Il rapporto “2030 Global Beauty and Personal Care Trends” di Mintel mostra che zero sprechi, come uno dei fattori di sostenibilità,concetti ecologici e rispettosi dell'ambienteSaranno ricercati dal pubblico. La trasformazione dei prodotti di bellezza in confezioni ecocompatibili e persino il rafforzamento del concetto di "zero sprechi" negli ingredienti dei prodotti saranno favoriti dai consumatori.

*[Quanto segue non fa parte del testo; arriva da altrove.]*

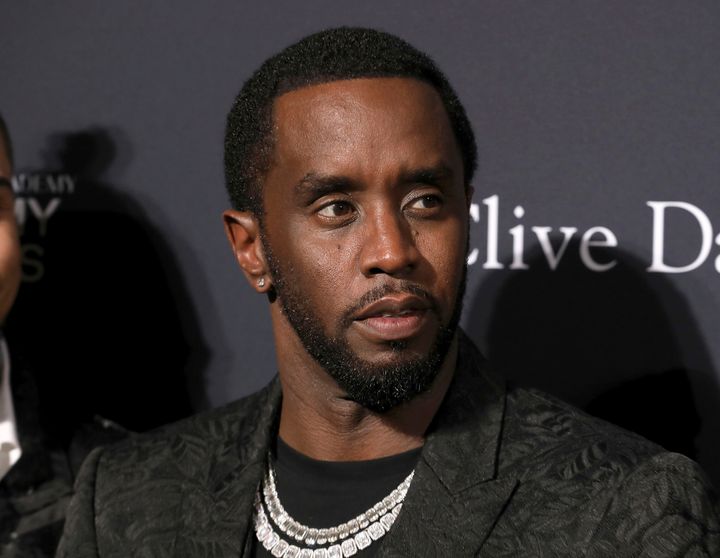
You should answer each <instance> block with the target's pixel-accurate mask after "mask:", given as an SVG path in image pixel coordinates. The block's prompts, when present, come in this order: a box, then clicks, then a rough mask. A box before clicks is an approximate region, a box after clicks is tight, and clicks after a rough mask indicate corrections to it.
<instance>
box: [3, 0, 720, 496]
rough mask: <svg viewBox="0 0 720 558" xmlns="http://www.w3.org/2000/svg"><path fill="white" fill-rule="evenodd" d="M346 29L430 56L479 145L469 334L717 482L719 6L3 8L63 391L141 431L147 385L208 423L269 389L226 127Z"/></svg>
mask: <svg viewBox="0 0 720 558" xmlns="http://www.w3.org/2000/svg"><path fill="white" fill-rule="evenodd" d="M340 24H351V25H363V26H375V27H380V28H382V29H385V30H388V31H391V32H394V33H397V34H399V35H400V36H402V37H404V38H405V39H407V40H409V41H410V42H412V43H413V44H415V45H416V46H418V47H420V48H421V49H423V50H425V51H427V52H428V53H429V54H430V55H432V56H433V57H434V58H435V59H436V60H437V62H438V63H439V65H440V66H441V67H442V68H443V69H445V71H446V72H447V74H448V76H449V78H450V80H451V82H452V83H453V84H454V85H455V87H456V89H457V90H458V93H459V95H460V97H461V99H462V100H463V101H464V103H465V104H466V107H467V110H468V112H469V115H470V117H471V119H472V121H473V123H474V125H475V129H476V133H477V136H478V143H479V151H480V170H479V172H478V175H477V178H476V180H475V184H474V186H475V202H476V204H477V206H476V208H475V209H474V212H473V218H474V224H473V231H472V248H473V249H474V251H473V253H472V255H471V259H473V260H475V263H473V265H472V267H471V273H470V284H469V290H468V295H467V299H466V309H465V315H464V318H463V322H464V324H465V326H466V328H467V329H468V331H469V332H470V334H471V335H472V337H473V338H474V339H475V340H476V341H477V342H478V343H479V344H480V346H481V347H482V348H483V349H484V350H485V351H486V352H487V353H488V355H489V356H490V357H491V359H492V360H493V361H494V362H495V363H496V365H497V366H498V367H499V368H501V369H503V370H505V371H506V373H507V374H508V375H509V376H511V377H514V378H516V379H517V380H518V381H521V382H525V383H530V384H534V385H537V386H539V387H542V388H544V389H546V390H549V391H552V392H554V393H557V394H558V395H560V396H562V397H564V398H567V399H570V400H572V401H574V402H575V403H577V404H579V405H583V406H589V407H590V409H591V410H593V412H597V413H599V414H601V415H603V416H607V417H608V418H610V419H612V420H615V421H618V422H621V423H623V424H625V425H627V426H628V427H631V428H635V429H639V430H641V431H644V432H645V433H646V434H647V435H651V436H655V437H656V438H658V439H660V441H662V442H663V443H665V444H666V445H669V446H671V447H674V448H677V449H680V450H682V451H686V452H688V453H693V452H695V455H696V457H697V458H698V459H699V460H700V462H701V463H702V464H703V465H704V466H705V467H706V469H707V470H708V471H709V472H710V473H711V475H712V476H713V477H714V478H715V479H716V482H717V481H719V480H720V449H719V448H720V444H718V443H717V434H718V432H719V431H720V410H719V409H720V405H719V403H720V399H719V397H718V396H719V388H718V384H719V382H720V377H719V373H718V371H717V365H718V359H720V347H718V344H717V342H716V338H717V333H718V329H719V328H720V317H719V315H718V309H719V307H720V275H719V273H720V271H719V269H720V265H718V264H716V261H715V260H716V258H717V257H718V254H720V248H719V247H718V244H719V242H716V235H717V233H718V232H720V231H719V230H718V228H719V227H720V194H719V193H718V192H719V189H718V188H717V183H718V178H717V177H718V176H719V175H720V157H719V156H718V155H719V154H718V149H719V148H720V95H719V94H718V92H719V88H720V64H719V63H718V52H720V4H718V3H717V2H715V1H713V0H707V1H693V2H674V1H659V0H655V1H633V2H627V1H625V0H614V1H596V2H592V1H585V2H577V1H570V0H568V1H535V0H532V1H507V0H502V1H483V2H459V1H452V2H443V3H434V2H417V1H399V0H395V1H386V2H366V3H360V2H355V3H340V2H336V1H334V2H330V1H326V2H323V1H319V0H308V1H305V2H302V3H298V2H262V3H252V4H250V3H242V2H231V1H230V0H225V1H221V0H216V1H210V2H202V3H200V2H169V1H166V2H152V3H149V2H139V1H134V2H123V3H107V2H106V3H98V2H87V1H74V2H73V1H68V2H63V3H51V4H48V5H42V6H41V5H39V4H37V3H28V2H24V3H13V4H10V3H6V5H4V6H3V9H2V17H1V18H0V53H2V55H1V57H0V79H1V80H2V85H1V86H0V111H2V112H3V114H4V115H5V117H6V119H7V120H8V122H9V125H10V128H11V130H12V133H13V136H14V139H15V148H16V159H17V169H16V170H17V175H18V176H17V186H18V189H21V188H24V189H26V190H25V191H22V192H18V200H19V204H20V206H19V207H18V212H19V214H20V215H21V217H22V216H23V215H24V219H25V234H24V243H25V244H26V247H29V248H27V250H28V252H27V254H26V258H27V262H26V273H27V275H28V281H27V283H26V285H25V286H24V292H23V294H22V296H21V300H20V301H19V309H18V308H16V309H15V311H14V315H13V317H12V319H11V324H10V325H12V320H15V321H16V322H21V321H24V322H25V323H26V327H27V323H31V324H32V325H33V327H34V329H33V331H34V333H33V334H32V335H31V337H32V340H33V342H34V343H35V345H34V346H35V347H36V350H37V351H38V352H44V353H53V352H54V353H53V356H52V358H53V359H55V360H53V361H52V362H55V363H60V364H59V365H58V366H57V367H56V369H55V370H54V371H53V374H52V375H53V377H54V378H55V380H54V381H55V384H54V385H55V386H61V385H63V384H64V383H73V382H75V383H76V384H77V385H79V383H80V382H81V381H82V382H91V383H92V382H94V383H93V385H94V386H95V387H97V388H98V389H102V386H104V385H106V384H107V383H108V382H110V384H111V385H112V386H116V387H114V388H113V390H115V389H117V390H120V391H119V392H116V393H121V394H123V404H124V406H125V407H126V408H130V409H132V410H133V412H135V411H137V412H139V411H140V410H142V409H143V408H145V407H147V406H149V405H150V406H152V405H153V403H152V402H153V401H156V399H157V398H156V397H153V398H150V397H147V398H145V399H142V398H138V397H137V395H136V394H137V391H138V389H142V388H137V386H142V385H144V382H149V383H152V382H153V381H156V383H157V386H162V385H165V384H168V383H172V382H175V383H177V385H178V386H180V387H178V388H177V390H178V393H179V392H180V391H182V390H183V389H184V388H185V386H186V385H187V386H189V388H190V395H189V397H190V404H191V405H192V406H193V407H195V408H200V407H204V406H210V405H218V404H221V403H224V402H226V401H229V400H231V399H234V398H237V397H239V396H241V395H243V394H246V393H248V392H251V391H253V390H255V389H257V388H258V387H260V386H261V385H263V384H264V383H265V382H266V381H267V380H268V379H269V378H270V376H271V375H272V374H273V368H274V365H273V362H274V355H273V350H272V341H271V336H270V326H269V320H268V317H267V312H266V308H265V305H266V303H265V301H264V299H262V298H260V297H257V296H255V295H253V293H252V292H251V291H250V289H249V288H248V287H247V286H246V285H245V283H244V279H243V278H242V275H241V273H240V272H239V270H238V269H237V268H236V265H235V263H234V261H233V259H232V257H231V254H230V251H229V250H228V249H227V246H226V240H225V238H224V235H223V231H222V227H221V220H220V214H221V211H222V210H223V209H224V208H226V206H227V201H226V197H225V193H224V190H223V175H222V135H223V126H224V117H225V114H226V111H227V110H228V108H229V105H230V103H231V101H232V99H233V96H234V95H235V93H236V92H237V90H238V89H239V87H240V85H241V84H242V82H243V80H244V79H246V78H247V77H248V76H249V75H250V73H251V72H252V70H253V69H254V68H256V67H257V65H258V64H259V63H260V62H261V61H263V60H264V59H265V58H266V57H268V56H269V55H271V54H272V53H274V52H276V51H277V50H279V49H280V48H282V47H283V46H285V45H287V44H289V43H290V42H293V41H295V40H297V39H299V38H300V37H302V36H304V35H306V34H308V33H310V32H312V31H316V30H319V29H322V28H324V27H328V26H335V25H340ZM33 187H34V188H36V189H37V188H40V189H42V190H44V192H45V193H38V191H37V190H35V191H30V190H32V188H33ZM50 190H52V191H50ZM49 191H50V192H49ZM494 196H497V198H495V197H494ZM53 200H55V201H53ZM649 202H681V203H680V204H674V205H666V206H663V205H662V204H660V203H655V204H654V205H653V204H651V205H649ZM516 206H521V208H522V210H515V208H516ZM663 208H664V209H663ZM43 213H52V214H51V215H50V216H49V217H48V218H47V220H46V223H45V227H44V228H42V227H41V226H40V224H39V222H38V219H37V217H36V214H41V216H42V214H43ZM492 214H495V215H496V216H497V232H496V233H495V232H494V230H495V227H494V226H492V225H493V219H492V218H491V215H492ZM661 217H664V229H663V230H661V225H662V224H663V223H661ZM517 226H520V228H514V227H517ZM533 227H535V228H533ZM542 227H546V228H542ZM547 227H549V228H551V229H548V228H547ZM561 227H565V229H561ZM571 227H572V228H575V229H577V231H573V230H571V229H570V228H571ZM591 227H604V229H602V230H596V231H595V234H594V235H593V236H591V237H590V236H588V237H586V239H585V241H583V240H582V237H583V235H584V234H585V233H586V231H588V229H590V228H591ZM511 228H512V229H513V230H514V233H511V232H510V229H511ZM563 230H564V232H563ZM661 233H664V234H661ZM588 234H589V233H588ZM495 235H496V236H497V242H494V241H493V237H494V236H495ZM513 235H514V236H513ZM563 235H566V236H567V237H569V239H568V240H567V246H566V249H565V251H564V252H563V253H562V257H561V258H560V260H559V263H558V264H557V265H556V266H555V268H554V269H552V266H551V265H550V264H549V261H548V260H549V259H550V260H552V257H553V255H554V254H557V252H558V249H559V248H561V247H562V245H563V241H564V237H563ZM513 238H515V239H516V244H515V253H514V252H513ZM519 238H522V239H523V247H522V248H523V250H522V253H520V246H519V243H517V239H519ZM545 238H547V240H546V242H545V246H544V249H543V242H542V240H543V239H545ZM613 238H614V239H615V240H616V242H612V240H613ZM603 240H604V241H605V244H606V246H604V247H603V246H596V245H593V243H592V241H598V243H602V241H603ZM717 240H720V238H718V239H717ZM589 241H590V242H589ZM613 244H614V245H613ZM548 254H549V256H550V257H549V256H548ZM513 261H514V264H513ZM613 263H614V265H612V266H611V268H610V269H608V270H607V271H599V270H598V267H599V266H603V265H604V264H605V266H606V267H609V266H610V264H613ZM525 266H527V269H520V268H523V267H525ZM511 267H514V268H515V269H511ZM501 268H502V269H501ZM593 268H594V269H593ZM649 268H650V269H649ZM41 275H42V277H41V278H40V276H41ZM148 277H151V279H147V278H148ZM50 283H52V284H50ZM31 299H32V300H31ZM38 301H41V302H38ZM21 311H23V312H24V315H23V316H22V317H20V316H19V315H18V314H19V313H20V312H21ZM168 335H170V337H169V339H170V341H166V342H160V341H159V339H160V338H168ZM49 340H50V341H49ZM48 343H50V346H51V347H52V350H49V349H47V347H48ZM88 346H92V347H94V349H93V350H91V351H90V354H91V356H90V357H83V356H79V355H83V354H86V353H87V352H88ZM153 347H154V348H153ZM140 350H142V351H146V350H149V351H151V352H153V356H152V358H151V359H149V361H146V360H145V359H144V358H142V357H140V356H138V355H137V353H138V351H140ZM93 351H94V352H93ZM178 355H179V356H178ZM46 356H47V355H46ZM49 359H50V357H49V356H47V358H46V361H45V362H44V364H42V366H47V363H48V362H49V361H50V360H49ZM78 361H80V362H81V364H77V363H78ZM147 362H150V363H151V364H150V365H148V364H147ZM57 368H59V370H57ZM108 369H110V372H108ZM78 370H80V372H78ZM128 383H130V386H128ZM157 386H156V387H157ZM158 391H162V390H160V389H159V388H158ZM149 393H152V390H149ZM172 393H174V392H171V393H170V395H168V396H166V397H165V399H164V400H163V401H161V404H162V405H170V402H169V401H170V399H171V395H172ZM116 405H117V404H116ZM155 405H156V406H157V404H155ZM170 406H172V405H170ZM121 407H122V405H119V406H117V409H116V410H115V411H113V412H115V414H116V415H117V416H118V417H120V418H121V419H122V418H123V417H124V415H123V412H122V410H121ZM183 409H184V407H183V406H182V405H181V406H179V407H178V409H177V410H176V413H175V414H182V412H183ZM113 412H110V413H109V414H111V415H112V414H113ZM173 416H174V415H173V413H169V414H168V417H170V418H172V417H173ZM163 418H165V417H164V416H162V413H160V415H159V416H157V417H156V420H157V421H160V420H162V419H163Z"/></svg>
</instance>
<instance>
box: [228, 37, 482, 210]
mask: <svg viewBox="0 0 720 558" xmlns="http://www.w3.org/2000/svg"><path fill="white" fill-rule="evenodd" d="M374 77H402V78H414V79H417V80H420V81H423V82H425V83H428V84H429V85H431V86H432V87H433V88H434V89H435V90H436V91H437V92H438V94H439V96H440V99H441V100H442V103H443V105H444V107H445V110H446V112H447V115H448V117H449V119H450V125H451V127H452V129H453V132H454V134H455V139H456V141H457V144H458V146H459V148H460V152H461V155H462V159H463V167H464V179H465V184H466V185H468V184H469V183H470V181H471V180H472V176H473V173H474V172H475V167H476V165H477V156H476V145H475V136H474V135H473V131H472V128H471V126H470V122H469V120H468V118H467V115H466V114H465V109H464V108H463V106H462V105H461V104H460V100H459V99H458V97H457V95H456V94H455V91H453V89H452V87H451V86H450V84H449V83H448V81H447V78H446V77H445V76H444V75H443V73H442V72H441V71H440V70H439V69H438V67H437V66H436V65H435V63H434V62H433V61H432V60H431V59H430V57H428V56H427V55H426V54H424V53H422V52H420V51H419V50H417V49H416V48H415V47H413V46H411V45H410V44H408V43H406V42H405V41H403V40H402V39H400V38H399V37H396V36H394V35H390V34H388V33H384V32H382V31H377V30H374V29H362V28H351V27H340V28H337V29H328V30H325V31H320V32H319V33H315V34H313V35H310V36H308V37H305V38H304V39H302V40H301V41H299V42H297V43H295V44H293V45H291V46H289V47H287V48H286V49H284V50H283V51H281V52H280V53H278V54H276V55H275V56H273V57H272V58H270V59H268V60H267V61H266V62H265V63H264V64H263V65H262V66H260V68H259V69H258V70H257V71H256V72H255V73H254V74H253V75H252V76H251V77H250V79H248V80H247V81H246V82H245V84H244V85H243V87H242V89H241V90H240V93H239V94H238V96H237V97H236V98H235V102H234V103H233V106H232V108H231V109H230V113H229V114H228V118H227V128H226V132H225V182H226V186H227V189H228V194H229V195H230V201H231V203H232V205H233V207H234V208H235V209H238V210H241V211H250V212H252V213H253V214H255V215H256V216H257V217H259V218H262V216H263V213H264V211H263V196H262V185H261V183H262V179H263V177H264V175H265V173H266V172H267V170H268V169H269V167H270V164H271V158H272V151H273V140H274V137H273V104H274V101H275V99H276V98H277V97H279V96H281V95H282V94H284V93H288V92H290V91H293V90H295V89H300V88H302V87H307V86H310V85H317V84H321V83H328V82H331V81H339V80H346V79H355V78H374Z"/></svg>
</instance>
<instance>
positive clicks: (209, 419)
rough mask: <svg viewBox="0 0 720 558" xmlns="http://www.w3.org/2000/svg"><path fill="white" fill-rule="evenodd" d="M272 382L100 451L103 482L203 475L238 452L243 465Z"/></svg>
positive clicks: (255, 433) (101, 474)
mask: <svg viewBox="0 0 720 558" xmlns="http://www.w3.org/2000/svg"><path fill="white" fill-rule="evenodd" d="M276 382H277V380H275V381H273V383H271V384H270V385H269V386H267V387H266V388H264V389H262V390H260V391H258V392H256V393H253V394H252V395H249V396H247V397H244V398H242V399H239V400H237V401H234V402H232V403H229V404H227V405H225V406H222V407H219V408H217V409H212V410H210V411H206V412H203V413H199V414H197V415H193V416H191V417H188V418H186V419H183V420H181V421H178V422H175V423H172V424H169V425H166V426H162V427H160V428H158V429H155V430H153V431H150V432H147V433H144V434H137V435H133V436H130V437H129V438H127V439H126V440H124V441H122V442H120V443H117V444H114V445H112V446H109V447H107V448H105V450H104V451H103V452H102V456H101V458H100V461H99V464H98V471H99V474H101V475H103V476H104V477H105V480H106V481H107V482H110V478H111V476H114V475H120V477H118V478H119V479H120V478H122V479H123V480H119V482H120V483H122V484H125V483H127V481H128V477H129V476H132V475H139V476H140V477H141V478H147V476H148V474H149V472H151V471H158V470H161V469H166V470H168V472H169V471H171V470H172V471H175V472H177V473H184V474H194V475H197V474H202V472H203V470H206V469H208V467H210V466H211V465H216V461H215V460H216V459H220V458H222V457H223V455H225V454H227V452H228V451H230V450H232V451H233V453H235V451H234V450H237V458H238V459H239V460H240V461H242V460H243V459H244V458H245V457H247V456H248V454H249V453H251V452H252V450H253V449H254V447H253V443H252V441H253V439H254V435H255V434H256V432H257V429H258V428H262V426H263V425H264V422H266V421H267V419H268V414H269V413H271V409H270V408H271V407H273V404H272V401H273V399H274V397H275V393H274V392H275V391H276V389H277V387H276V386H275V385H274V384H275V383H276ZM263 419H265V420H263Z"/></svg>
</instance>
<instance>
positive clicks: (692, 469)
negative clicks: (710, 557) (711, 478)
mask: <svg viewBox="0 0 720 558" xmlns="http://www.w3.org/2000/svg"><path fill="white" fill-rule="evenodd" d="M587 556H588V557H595V556H598V557H599V556H648V557H653V558H660V557H662V558H665V557H675V556H678V557H679V556H693V557H698V558H699V557H703V556H708V557H717V556H720V504H719V503H718V498H717V495H716V494H715V492H714V491H713V489H712V487H711V486H710V484H709V481H708V480H707V478H706V477H705V475H704V473H703V472H702V471H701V470H700V468H699V466H698V465H697V464H696V463H694V462H693V461H691V460H690V459H688V458H686V457H685V456H682V455H679V454H672V453H664V454H661V455H658V456H656V457H654V458H652V459H650V460H649V461H648V462H646V463H645V464H643V465H642V466H640V467H639V468H638V469H637V470H636V471H634V472H633V473H632V474H630V475H629V476H628V477H627V479H626V480H625V482H623V483H622V484H621V485H620V486H619V487H618V489H617V490H616V491H615V492H614V494H613V495H612V497H611V498H610V500H609V503H608V505H607V508H606V510H605V513H604V514H603V516H602V520H601V521H600V523H599V524H598V527H597V529H596V531H595V533H594V536H593V538H592V542H591V544H590V549H589V552H588V553H587Z"/></svg>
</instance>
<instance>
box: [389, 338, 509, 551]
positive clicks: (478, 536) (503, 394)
mask: <svg viewBox="0 0 720 558" xmlns="http://www.w3.org/2000/svg"><path fill="white" fill-rule="evenodd" d="M461 336H462V337H461V342H460V354H459V355H458V368H457V370H456V373H455V377H454V379H453V383H452V384H451V387H450V389H449V390H448V394H447V396H446V397H445V401H444V402H443V405H442V406H441V408H440V410H439V411H438V415H437V416H436V418H435V421H434V423H433V426H431V430H430V432H429V434H428V437H427V440H426V442H425V446H424V448H423V451H422V454H421V459H420V461H419V463H418V466H417V468H416V469H415V477H414V480H413V483H412V484H411V486H410V490H409V491H408V494H407V497H406V499H405V503H404V504H403V508H402V513H401V514H400V515H399V516H398V519H397V521H396V523H395V525H394V526H393V528H392V530H391V531H390V533H388V535H387V536H386V539H385V541H384V542H383V543H382V546H381V547H380V549H379V550H380V556H407V555H408V553H409V552H410V551H411V550H412V551H414V552H415V553H416V552H418V551H422V554H423V555H426V556H474V555H477V554H478V553H479V551H480V549H481V547H482V545H483V543H484V542H485V540H486V539H487V538H488V536H489V534H490V532H491V531H492V529H493V527H494V526H495V523H496V522H497V520H498V518H499V516H500V515H501V514H502V512H503V510H504V508H505V506H506V504H507V502H508V500H509V499H510V498H511V497H512V494H513V492H514V490H515V487H516V486H517V483H518V480H517V479H516V478H512V477H511V478H498V475H497V470H498V463H497V459H498V451H499V444H500V436H501V432H502V423H503V417H504V411H505V388H504V385H503V383H502V382H501V381H499V380H497V379H496V378H494V377H493V376H492V375H491V374H490V373H489V371H487V370H486V368H485V365H484V361H483V358H482V357H481V356H480V354H479V353H478V352H477V350H476V349H475V347H474V346H473V345H472V344H471V343H470V342H469V341H468V340H467V339H465V338H464V336H463V335H462V334H461Z"/></svg>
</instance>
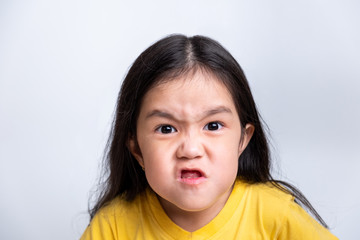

Ad esempio, il marchio di prodotti per la cura della pelle UpCircleBeauty ha utilizzato fondi di caffè e tè per realizzare detergenti, scrub e saponi. Anche il marchio di profumi di nicchia Jiefang Orange County ha lanciato un nuovo profumo con "scarti organici" come materia prima. Il marchio di prodotti per la cura della pelle dei bambini Naif ha inoltre collaborato con le aziende olandesi Waternet e AquaMinerals per convertire i residui di calcite presenti nell'acqua potabile di Amsterdam in prodotti di bellezza, sostituendo le microsfere negli scrub per il viso con particelle di calcite.
Inoltre, seguendo la tendenza della bellezza naturale, anche la "cura della pelle semplificata" si svilupperà rapidamente nei prossimi dieci anni. In questo settore, sempre più marchi si stanno ponendo all'avanguardia. Il marchio giapponese MiraiClinical applica il concetto di "meno è meglio" e i suoi prodotti di punta contengono solo squalano. Il marchio britannico Illuum adotta il concetto di "Utilizzi meno prodotti". La linea di prodotti per la cura della pelle lanciata offre solo 6 prodotti, la maggior parte dei quali contiene solo 2-3 ingredienti, con l'obiettivo di fornire alla pelle il nutrimento necessario.
I concetti di "zero sprechi" e "cura della pelle semplificata" diventeranno la norma, e saranno privilegiati imballaggi ecocompatibili, sostenibili, ecologici e rispettosi dell'ambiente.